Au final, pour les promoteurs, cette utilisation extensive du droit de préemption augmente les incertitudes liées à chaque projet. Avec comme conséquence, selon Romain Lavizzari, le risque que les promoteurs privés arrêtent de s'intéresser à certains types de projets, ce qui va ralentir le développement immobilier du canton. De toute manière, se demande Romain Lavizzari, est-ce vraiment le rôle des collectivités publiques de se substituer aux promoteurs privés dans la construction de logements ?
La tendance est à une utilisation de plus en plus systématique du droit de préemption
Et effectivement, les promoteurs constatent que la tendance est à une utilisation de plus en plus systématique de ce droit de préemption. Si les communes, comme on l'a dit, ces 10 dernières années, en ont fait une utilisation assez retenue, avec seulement une douzaine de cas recensés, les choses évoluent vite, assure Romain Lavizzari. Selon lui, certaines communes ont défini un cadre pour désormais préempter de manière systématique, ce qui n'apparaît pas encore dans les statistiques officielles.
Il existe en outre deux initiatives qui demandent à l'État d'utiliser plus souvent son droit de préemption.
La première a été lancée par le Groupement des coopératives d’habitation genevois. Elle propose qu'à Genève, d’ici 2030, 10% du parc de logements du canton soit détenu par des coopératives sans but lucratif. Pour y arriver, selon les initiants, l'État devra utiliser son droit de préemption.
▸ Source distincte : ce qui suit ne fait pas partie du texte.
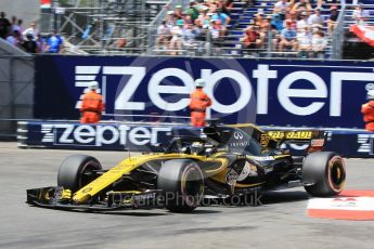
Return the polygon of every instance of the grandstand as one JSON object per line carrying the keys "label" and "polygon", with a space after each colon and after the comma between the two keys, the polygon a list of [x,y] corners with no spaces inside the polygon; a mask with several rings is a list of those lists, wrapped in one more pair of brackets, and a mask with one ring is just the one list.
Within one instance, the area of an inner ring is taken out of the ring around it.
{"label": "grandstand", "polygon": [[[202,2],[209,1],[196,2],[203,4]],[[245,29],[254,25],[257,14],[261,14],[262,18],[268,19],[269,23],[273,22],[275,2],[257,0],[252,4],[252,1],[247,0],[233,0],[229,15],[230,23],[225,31],[220,34],[219,39],[214,38],[214,29],[210,27],[206,29],[199,27],[199,36],[193,42],[182,42],[182,48],[159,48],[156,44],[157,28],[167,18],[168,12],[175,11],[177,5],[182,6],[182,12],[188,11],[189,0],[55,0],[52,1],[51,12],[43,13],[40,27],[46,35],[52,29],[57,29],[65,37],[66,51],[73,54],[299,57],[300,53],[297,50],[281,51],[274,48],[280,31],[274,32],[272,28],[260,32],[261,42],[256,48],[246,48],[243,44]],[[313,10],[317,8],[315,2],[311,5]],[[354,23],[352,13],[356,4],[341,1],[337,5],[339,9],[337,28],[330,34],[326,21],[332,5],[330,1],[323,1],[320,6],[321,16],[325,21],[321,28],[326,45],[323,49],[323,56],[319,58],[339,60],[345,56],[352,58],[350,54],[352,50],[357,50],[356,43],[362,43],[349,31],[349,26]],[[372,25],[374,1],[364,0],[363,6],[370,13],[366,24]],[[208,15],[209,12],[210,10]],[[202,13],[201,10],[199,13]],[[311,11],[308,12],[308,15],[311,13]],[[183,15],[183,21],[185,15]],[[173,22],[176,24],[177,19]],[[364,51],[366,58],[371,58],[371,47],[358,45],[361,49],[363,47],[366,48]]]}

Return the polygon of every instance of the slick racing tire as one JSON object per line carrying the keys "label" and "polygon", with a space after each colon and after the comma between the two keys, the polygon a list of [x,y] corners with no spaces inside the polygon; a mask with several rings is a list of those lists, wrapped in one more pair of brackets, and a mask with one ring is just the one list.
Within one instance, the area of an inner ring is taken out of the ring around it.
{"label": "slick racing tire", "polygon": [[164,191],[169,211],[191,212],[203,198],[204,174],[196,161],[168,160],[159,170],[157,188]]}
{"label": "slick racing tire", "polygon": [[312,196],[335,196],[343,191],[346,181],[344,160],[336,153],[309,154],[302,165],[302,183]]}
{"label": "slick racing tire", "polygon": [[92,175],[87,173],[101,169],[102,166],[94,157],[87,155],[68,156],[60,166],[57,185],[75,193],[93,180]]}

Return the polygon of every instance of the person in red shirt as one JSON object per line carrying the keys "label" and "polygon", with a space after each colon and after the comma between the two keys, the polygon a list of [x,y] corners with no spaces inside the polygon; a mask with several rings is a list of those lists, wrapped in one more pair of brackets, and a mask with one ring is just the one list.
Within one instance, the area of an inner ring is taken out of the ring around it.
{"label": "person in red shirt", "polygon": [[205,87],[205,80],[195,80],[196,89],[191,93],[191,126],[193,127],[205,127],[206,108],[211,105],[211,100],[203,91]]}
{"label": "person in red shirt", "polygon": [[80,113],[80,123],[95,123],[101,119],[101,113],[104,110],[103,96],[96,93],[98,82],[90,82],[90,91],[85,94]]}
{"label": "person in red shirt", "polygon": [[374,90],[367,92],[367,103],[361,107],[365,130],[374,132]]}

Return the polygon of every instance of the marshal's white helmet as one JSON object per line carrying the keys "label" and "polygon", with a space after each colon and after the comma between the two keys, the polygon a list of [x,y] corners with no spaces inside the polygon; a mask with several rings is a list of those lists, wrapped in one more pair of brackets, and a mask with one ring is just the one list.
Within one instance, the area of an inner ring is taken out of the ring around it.
{"label": "marshal's white helmet", "polygon": [[374,90],[370,90],[366,94],[367,100],[374,100]]}
{"label": "marshal's white helmet", "polygon": [[98,81],[91,81],[90,84],[88,86],[88,88],[91,90],[96,90],[98,89]]}
{"label": "marshal's white helmet", "polygon": [[205,80],[204,79],[196,79],[195,80],[195,87],[196,88],[204,88],[205,87]]}

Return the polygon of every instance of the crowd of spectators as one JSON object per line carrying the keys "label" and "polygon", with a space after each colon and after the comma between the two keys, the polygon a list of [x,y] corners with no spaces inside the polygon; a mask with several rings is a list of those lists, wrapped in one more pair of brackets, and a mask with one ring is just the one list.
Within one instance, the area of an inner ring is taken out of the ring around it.
{"label": "crowd of spectators", "polygon": [[[314,5],[314,8],[313,8]],[[276,53],[294,53],[300,57],[323,57],[338,17],[338,5],[330,5],[330,14],[322,15],[322,1],[278,0],[273,12],[255,14],[241,39],[247,53],[263,49],[268,40]],[[270,39],[269,39],[270,36]]]}
{"label": "crowd of spectators", "polygon": [[210,41],[220,47],[230,26],[232,0],[191,0],[188,10],[168,8],[167,16],[157,28],[156,48],[169,54],[198,48]]}
{"label": "crowd of spectators", "polygon": [[10,22],[4,12],[0,13],[0,38],[27,53],[61,53],[64,49],[63,38],[55,31],[42,36],[34,22],[24,28],[21,18],[12,16]]}
{"label": "crowd of spectators", "polygon": [[[248,5],[254,2],[248,1]],[[328,6],[328,15],[321,14],[322,0],[312,3],[310,0],[278,0],[273,12],[268,14],[259,9],[240,39],[244,53],[265,50],[271,41],[274,52],[322,57],[338,16],[338,5]],[[202,41],[219,48],[230,27],[233,1],[191,0],[185,11],[181,5],[173,10],[166,8],[167,16],[157,28],[156,50],[176,55],[190,48],[201,48]]]}

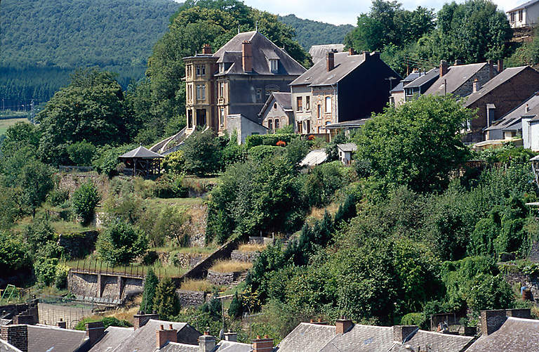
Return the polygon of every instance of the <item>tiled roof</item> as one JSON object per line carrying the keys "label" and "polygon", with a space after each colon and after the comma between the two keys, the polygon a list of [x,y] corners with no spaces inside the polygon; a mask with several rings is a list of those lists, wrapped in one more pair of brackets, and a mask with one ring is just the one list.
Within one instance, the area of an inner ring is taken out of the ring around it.
{"label": "tiled roof", "polygon": [[404,88],[418,88],[420,87],[426,83],[431,82],[432,80],[436,79],[437,77],[440,76],[440,69],[439,67],[434,67],[430,71],[427,72],[425,74],[418,77],[417,79],[408,83]]}
{"label": "tiled roof", "polygon": [[477,92],[472,93],[466,98],[466,101],[464,103],[464,106],[469,107],[478,100],[481,99],[484,96],[486,96],[492,91],[499,87],[504,83],[507,82],[514,77],[517,76],[519,73],[524,72],[526,70],[530,70],[537,73],[537,71],[530,67],[529,66],[521,66],[519,67],[510,67],[502,71],[500,74],[496,75],[494,78],[488,81],[484,86],[481,87]]}
{"label": "tiled roof", "polygon": [[335,84],[364,62],[361,55],[350,55],[349,53],[335,53],[335,67],[328,72],[326,61],[319,61],[305,73],[290,84],[291,86],[308,84],[310,86],[328,86]]}
{"label": "tiled roof", "polygon": [[4,340],[0,340],[0,352],[22,352]]}
{"label": "tiled roof", "polygon": [[345,51],[345,44],[313,45],[309,49],[309,53],[312,58],[312,62],[317,63],[320,60],[326,60],[326,56],[331,50],[341,53]]}
{"label": "tiled roof", "polygon": [[451,93],[486,65],[486,63],[483,63],[451,66],[448,72],[433,83],[425,93],[443,96],[446,92],[446,82],[447,82],[447,93]]}
{"label": "tiled roof", "polygon": [[[178,330],[178,337],[182,339],[189,338],[189,340],[196,341],[198,337],[201,335],[199,332],[191,327],[187,322],[172,322],[163,320],[156,320],[150,319],[142,327],[139,327],[131,334],[120,346],[117,347],[114,352],[154,352],[157,344],[155,332],[157,331],[161,325],[167,329],[168,325],[172,324],[172,327]],[[183,330],[185,331],[182,331]],[[185,334],[187,337],[185,337]],[[191,341],[180,341],[180,343],[192,343]]]}
{"label": "tiled roof", "polygon": [[519,6],[517,6],[517,7],[513,8],[512,10],[508,11],[507,13],[509,13],[510,12],[516,11],[517,10],[521,10],[523,8],[526,8],[527,7],[530,7],[531,6],[535,5],[535,4],[537,4],[538,2],[539,2],[539,0],[531,0],[531,1],[526,2],[526,3],[523,4],[522,5],[520,5]]}
{"label": "tiled roof", "polygon": [[[241,50],[244,41],[251,41],[253,49],[253,72],[244,71]],[[218,63],[232,63],[232,66],[220,74],[265,74],[299,76],[305,72],[305,67],[292,58],[284,50],[273,44],[259,32],[239,33],[222,46],[215,53]],[[272,72],[270,69],[270,59],[279,59],[279,70]]]}
{"label": "tiled roof", "polygon": [[135,148],[133,150],[130,150],[126,153],[120,155],[119,157],[142,157],[144,159],[154,159],[164,157],[161,154],[154,152],[149,149],[140,145],[138,148]]}
{"label": "tiled roof", "polygon": [[337,147],[343,152],[355,152],[357,150],[356,143],[338,144]]}
{"label": "tiled roof", "polygon": [[466,352],[539,351],[539,320],[510,317],[492,334],[482,336]]}
{"label": "tiled roof", "polygon": [[90,352],[110,352],[135,331],[133,327],[109,326],[105,336],[90,349]]}
{"label": "tiled roof", "polygon": [[[526,105],[528,104],[529,111],[526,112]],[[539,112],[539,94],[535,93],[529,99],[517,106],[501,119],[496,120],[486,131],[505,129],[516,123],[520,123],[523,116],[532,116]]]}
{"label": "tiled roof", "polygon": [[335,335],[335,327],[302,322],[277,346],[278,352],[317,352]]}
{"label": "tiled roof", "polygon": [[28,351],[73,352],[84,342],[86,332],[44,325],[28,327]]}

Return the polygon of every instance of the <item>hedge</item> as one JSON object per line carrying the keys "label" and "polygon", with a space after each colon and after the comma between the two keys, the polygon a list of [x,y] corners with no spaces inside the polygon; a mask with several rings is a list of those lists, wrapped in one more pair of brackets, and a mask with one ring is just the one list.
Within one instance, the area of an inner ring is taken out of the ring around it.
{"label": "hedge", "polygon": [[294,138],[298,138],[300,136],[295,133],[286,134],[253,134],[245,139],[245,145],[247,149],[258,145],[277,145],[277,142],[282,141],[288,145]]}

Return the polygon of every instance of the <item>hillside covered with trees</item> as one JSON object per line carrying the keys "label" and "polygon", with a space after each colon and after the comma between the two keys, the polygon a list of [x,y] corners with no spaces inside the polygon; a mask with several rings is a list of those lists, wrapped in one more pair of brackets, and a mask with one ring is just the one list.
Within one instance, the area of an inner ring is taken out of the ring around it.
{"label": "hillside covered with trees", "polygon": [[354,30],[352,25],[336,26],[323,22],[304,20],[295,15],[279,16],[279,20],[295,30],[295,39],[307,51],[313,45],[342,43],[345,36]]}
{"label": "hillside covered with trees", "polygon": [[74,68],[142,77],[180,4],[170,0],[2,1],[0,96],[5,106],[48,100]]}

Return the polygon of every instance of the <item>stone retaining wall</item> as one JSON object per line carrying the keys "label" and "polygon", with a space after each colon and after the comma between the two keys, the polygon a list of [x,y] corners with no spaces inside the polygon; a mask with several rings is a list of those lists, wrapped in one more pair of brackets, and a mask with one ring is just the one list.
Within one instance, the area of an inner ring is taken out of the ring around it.
{"label": "stone retaining wall", "polygon": [[239,277],[241,273],[239,271],[232,273],[218,273],[211,270],[208,270],[206,280],[217,286],[228,286]]}
{"label": "stone retaining wall", "polygon": [[206,292],[201,291],[187,291],[185,289],[177,289],[180,306],[184,307],[198,307],[206,301],[206,296],[209,296]]}
{"label": "stone retaining wall", "polygon": [[260,252],[241,252],[237,249],[230,254],[230,259],[233,261],[253,263],[260,255]]}

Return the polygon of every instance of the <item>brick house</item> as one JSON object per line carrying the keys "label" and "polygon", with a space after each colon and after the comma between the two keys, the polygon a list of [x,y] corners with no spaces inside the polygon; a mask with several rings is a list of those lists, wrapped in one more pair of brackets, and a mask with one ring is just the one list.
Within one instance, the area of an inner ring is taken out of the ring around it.
{"label": "brick house", "polygon": [[381,112],[402,78],[380,53],[329,51],[291,85],[298,133],[328,133],[326,126]]}
{"label": "brick house", "polygon": [[539,0],[524,3],[507,12],[511,28],[530,27],[539,19]]}
{"label": "brick house", "polygon": [[294,124],[294,112],[292,110],[292,94],[274,92],[258,114],[260,122],[271,131],[284,126]]}
{"label": "brick house", "polygon": [[469,123],[466,142],[486,139],[485,129],[539,91],[539,72],[529,66],[511,67],[482,87],[478,83],[474,83],[472,94],[464,100],[465,107],[477,110],[477,117]]}
{"label": "brick house", "polygon": [[202,53],[183,60],[187,135],[197,126],[231,133],[229,115],[234,129],[250,120],[242,134],[265,133],[258,124],[265,103],[274,91],[289,91],[288,84],[305,72],[258,31],[238,34],[215,53],[205,45]]}

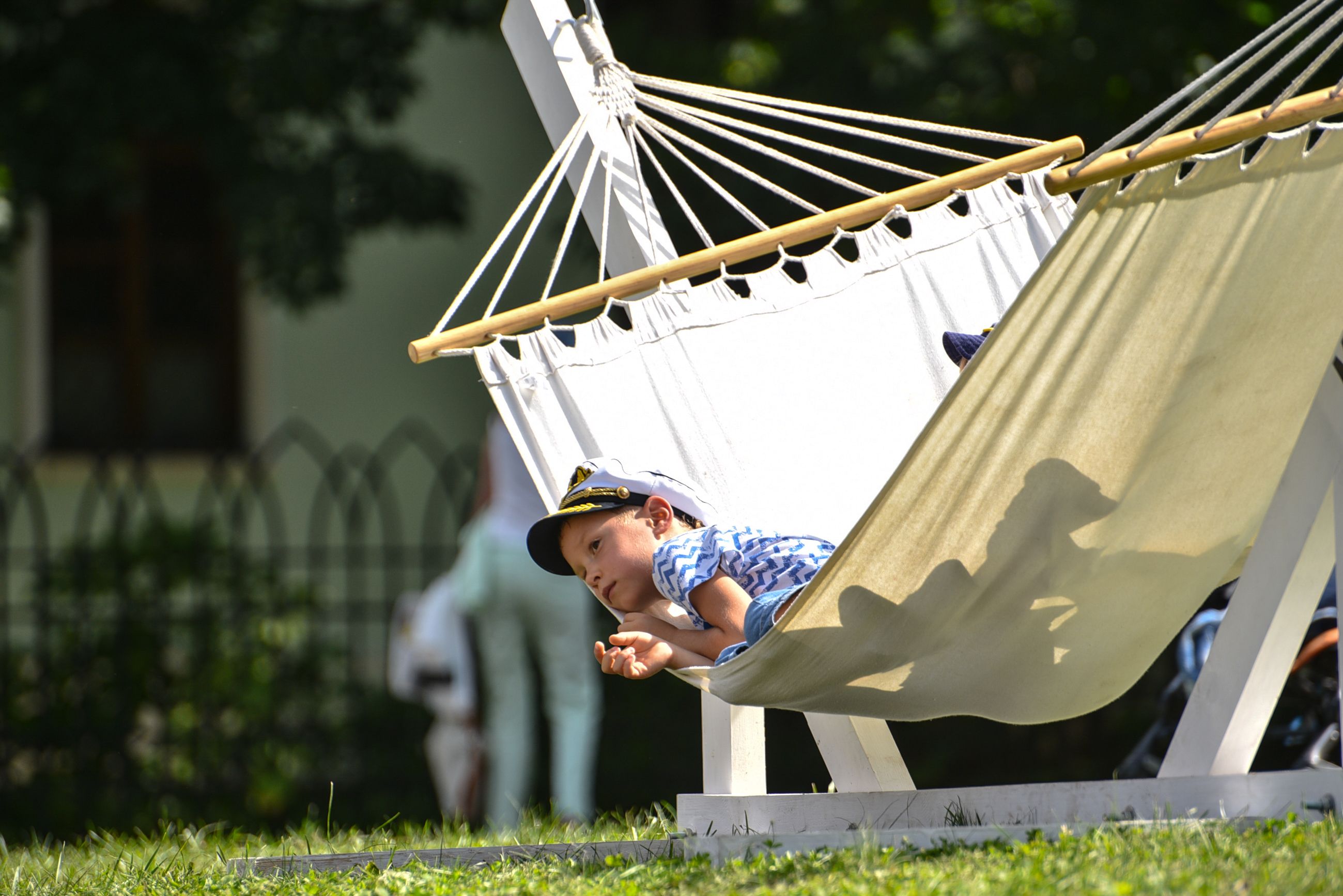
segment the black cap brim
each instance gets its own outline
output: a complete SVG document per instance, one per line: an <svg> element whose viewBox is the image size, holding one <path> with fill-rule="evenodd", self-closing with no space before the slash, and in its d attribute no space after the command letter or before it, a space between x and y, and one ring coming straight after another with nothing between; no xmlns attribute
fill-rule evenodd
<svg viewBox="0 0 1343 896"><path fill-rule="evenodd" d="M564 559L564 554L560 553L560 527L564 526L564 520L584 514L595 514L599 510L615 510L616 507L624 507L624 504L626 502L619 500L575 504L568 510L560 510L549 516L543 516L532 523L532 528L526 530L526 553L547 573L573 575L573 569Z"/></svg>

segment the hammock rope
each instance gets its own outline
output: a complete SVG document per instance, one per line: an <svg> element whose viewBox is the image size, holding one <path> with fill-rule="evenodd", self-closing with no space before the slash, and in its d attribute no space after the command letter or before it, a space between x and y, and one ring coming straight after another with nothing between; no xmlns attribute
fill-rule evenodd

La deuxième c'est celle de l'Asloca, dont nous avons parlé, qui vise à élargir le champ d'application du droit de préemption en zone ordinaire et non plus seulement en zone de développement, mais aussi aux immeubles et non plus seulement aux terrains. Ce qui reviendrait à une sorte de nationalisation rampante du sol, des immeubles et du parc locatif, estime Guillaume Barazzone.
Que changer pour améliorer la situation?
Pour clarifier la situation, Guillaume Barazzone propose une solution simple : limiter le droit de préemption des communes, qui ne pourrait leur être accordé que dans le cas où elles construiraient des équipements publics, par exemple une école ou un théâtre. Mais pas pour des logements, ces derniers étant laissés à l’initiative privée ou à celle des fondations de droit public dont le but est de construire des logements d’utilité publique.
Finalement, il est intéressant de noter que, dans ce débat, les promoteurs et les constructeurs genevois, par la voix de Romain Lavizzari, ne demandent pas l'abolition du droit de préemption. En termes de régulation et pour la planification ils estiment qu'il est nécessaire que l'Etat puisse intervenir. Ceci dit, il faut que ce droit de préemption reste une exception et ne devienne pas systématique.